Relocation of customer data storage and processing
By the end of 2019, Kaspersky Lab will have established a data center in Zurich and in this facility, will store and process all information for users in Europe, North America, Singapore, Australia, Japan and South Korea, with more countries to follow. This information is shared voluntarily by users with the Kaspersky Security Network (KSN) an advanced, cloud-based system that automatically processes cyberthreat-related data.
Relocation of software assembly
Kaspersky Lab will relocate to Zurich its ‘software build conveyer’ — a set of programming tools used to assemble ready to use software out of source code. Before the end of 2018, Kaspersky Lab products and threat detection rule databases (AV databases) will start to be assembled and signed with a digital signature in Switzerland, before being distributed to the endpoints of customers worldwide. The relocation will ensure that all newly assembled software can be verified by an independent organisation and show that software builds and updates received by customers match the source code provided for audit.

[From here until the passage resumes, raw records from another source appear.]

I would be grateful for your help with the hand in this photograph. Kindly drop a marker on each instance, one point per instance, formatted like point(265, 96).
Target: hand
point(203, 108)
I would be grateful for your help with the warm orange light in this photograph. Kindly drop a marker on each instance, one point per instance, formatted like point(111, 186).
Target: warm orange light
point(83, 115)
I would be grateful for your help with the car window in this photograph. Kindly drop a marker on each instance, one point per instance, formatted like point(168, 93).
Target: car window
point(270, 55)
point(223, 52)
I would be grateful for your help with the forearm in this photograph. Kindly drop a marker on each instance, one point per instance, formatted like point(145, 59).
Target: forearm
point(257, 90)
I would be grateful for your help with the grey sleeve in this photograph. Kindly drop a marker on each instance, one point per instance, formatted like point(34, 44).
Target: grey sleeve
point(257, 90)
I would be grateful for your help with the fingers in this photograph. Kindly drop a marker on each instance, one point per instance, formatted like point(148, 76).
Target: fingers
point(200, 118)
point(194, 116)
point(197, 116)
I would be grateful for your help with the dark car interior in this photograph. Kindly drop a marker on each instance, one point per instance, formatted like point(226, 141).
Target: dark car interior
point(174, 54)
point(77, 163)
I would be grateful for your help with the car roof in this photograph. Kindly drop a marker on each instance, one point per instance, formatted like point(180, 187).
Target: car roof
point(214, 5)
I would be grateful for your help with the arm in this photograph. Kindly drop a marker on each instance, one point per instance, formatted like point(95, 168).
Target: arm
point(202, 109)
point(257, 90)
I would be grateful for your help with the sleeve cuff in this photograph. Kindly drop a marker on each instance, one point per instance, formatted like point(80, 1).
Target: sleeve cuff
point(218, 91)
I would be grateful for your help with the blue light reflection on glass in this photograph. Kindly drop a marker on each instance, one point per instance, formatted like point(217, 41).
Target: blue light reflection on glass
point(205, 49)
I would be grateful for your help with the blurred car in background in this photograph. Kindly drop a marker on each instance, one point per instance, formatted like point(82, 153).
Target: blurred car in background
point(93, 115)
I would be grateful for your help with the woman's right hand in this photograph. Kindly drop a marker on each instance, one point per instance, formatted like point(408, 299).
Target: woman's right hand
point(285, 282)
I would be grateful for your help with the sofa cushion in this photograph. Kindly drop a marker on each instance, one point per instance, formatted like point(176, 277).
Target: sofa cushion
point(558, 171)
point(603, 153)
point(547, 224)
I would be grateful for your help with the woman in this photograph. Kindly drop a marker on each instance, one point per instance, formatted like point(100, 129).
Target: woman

Establishment of the first Transparency Center
The source code of Kaspersky Lab products and software updates will be available for review by responsible stakeholders in a dedicated Transparency Center that will also be hosted in Switzerland and is expected to open this year. This approach will further show that generation after generation of Kaspersky Lab products were built and used for one purpose only: protecting the company’s customers from cyberthreats.
Independent supervision and review
Kaspersky Lab is arranging for the data storage and processing, software assembly, and source code to be independently supervised by a third party qualified to conduct technical software reviews. Since transparency and trust are becoming universal requirements across the cybersecurity industry, Kaspersky Lab supports the creation of a new, non-profit organisation to take on this responsibility, not just for the company, but for other partners and members who wish to join.